Cette législation constitue un cadre juridique à la fois protecteur du droit des personnes et favorable à l'économie de la donnée, à la source du développement de l'IA . Elle permet à la Commission européenne de proposer, dans le cadre de son plan coordonné, des espaces européens communs de données, conjointement avec les États membres. Ces espaces communs concerneront des secteurs aussi variés que l'industrie manufacturière, l'énergie et la santé. La Commission montre une certaine ambition sur ce dernier secteur, puisqu'elle veut soutenir la mise au point d'une base de données commune d'images médicales anonymisées, fondées sur le don des patients, afin d'améliorer le diagnostic et le traitement des cancers grâce à l'IA . D'une manière plus générale, la mise à disposition de ces données dans l'ensemble de l'Union entrainera l'IA sur une échelle qui permettra de développer de nouveaux produits et services.

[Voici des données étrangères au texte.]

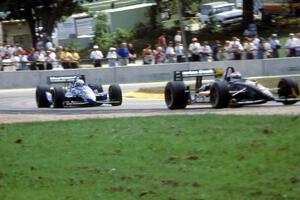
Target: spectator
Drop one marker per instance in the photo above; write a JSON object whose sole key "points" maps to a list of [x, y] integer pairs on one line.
{"points": [[40, 55], [123, 54], [178, 37], [65, 57], [205, 52], [227, 53], [195, 49], [52, 61], [162, 41], [215, 50], [170, 53], [75, 58], [236, 48], [275, 45], [249, 48], [112, 57], [132, 54], [32, 59], [96, 55], [298, 44], [147, 55], [159, 55], [291, 44], [179, 52]]}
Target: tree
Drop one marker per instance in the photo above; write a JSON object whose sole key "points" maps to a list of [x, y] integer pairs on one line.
{"points": [[248, 14], [45, 13]]}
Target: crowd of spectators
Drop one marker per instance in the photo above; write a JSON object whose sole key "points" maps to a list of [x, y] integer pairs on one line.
{"points": [[236, 49], [46, 56], [43, 56]]}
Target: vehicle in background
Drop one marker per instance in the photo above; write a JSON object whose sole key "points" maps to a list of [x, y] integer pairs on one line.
{"points": [[73, 91], [271, 8], [228, 90], [221, 12]]}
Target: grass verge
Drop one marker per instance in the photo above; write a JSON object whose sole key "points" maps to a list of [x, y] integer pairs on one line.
{"points": [[169, 157]]}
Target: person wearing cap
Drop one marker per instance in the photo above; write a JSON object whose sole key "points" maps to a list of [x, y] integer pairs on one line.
{"points": [[298, 44], [275, 45], [170, 53], [179, 51], [123, 54], [195, 49], [112, 57], [75, 58], [291, 45], [96, 55]]}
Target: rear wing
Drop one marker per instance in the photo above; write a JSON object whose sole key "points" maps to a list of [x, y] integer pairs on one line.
{"points": [[64, 79], [180, 75]]}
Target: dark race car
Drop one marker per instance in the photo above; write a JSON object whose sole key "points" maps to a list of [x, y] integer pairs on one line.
{"points": [[72, 91], [228, 90]]}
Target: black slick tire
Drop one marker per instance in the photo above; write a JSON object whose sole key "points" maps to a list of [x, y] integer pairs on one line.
{"points": [[58, 97], [288, 88], [176, 96], [219, 94], [115, 94], [41, 97]]}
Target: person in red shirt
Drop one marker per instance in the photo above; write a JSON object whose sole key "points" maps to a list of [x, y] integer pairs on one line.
{"points": [[162, 41]]}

En outre, la Commission déterminera avec les États membres des ensembles de données à forte valeur pour les rendre réutilisables. L'accord obtenu en trilogue le 22 janvier sur la proposition de directive sur la réutilisation des informations du secteur public définit six types de données à haute valeur : les données géospatiales, d'observation de la Terre et d'environnement, météorologiques, statistiques, les données concernant les sociétés et la propriété des sociétés, les données relatives à la mobilité. Il convient ici de pointer l'apport des données issues des programmes spatiaux européens pour l'observation de la terre (Copernicus pour aider l'agriculture, la lutte contre le réchauffement climatique et les catastrophes naturelles) et la géolocalisation (Galileo pour faciliter le déploiement des véhicules autonomes).

Au final, sur cette question des données, qui apparaissait comme le point faible de l'Union par rapport aux autres grands ensembles, la Commission met tout en oeuvre pour favoriser la circulation et l'exploitation des données en Europe. Toutefois, la question reste posée de la protection des données des Européens pour éviter leur captation par d'autres : il y a certes le piratage, mais il y a aussi la récupération que font aujourd'hui les GAFAM. Le rapport de Cédric Villani pose clairement la question du maintien et des données européennes dans l'Union et de la limitation de leur accès pour des entreprises qui ne seraient pas clairement en Europe . L'Union européenne devra peut-être se montrer plus ferme à l'avenir sur ce point.


* 5 Communication de la Commission au Parlement européen, au Conseil européen, au Conseil, au Comité économique et social européen et au Comité des régions « Un plan coordonné dans le domaine de l'intelligence artificielle », COM(2018) 795 final.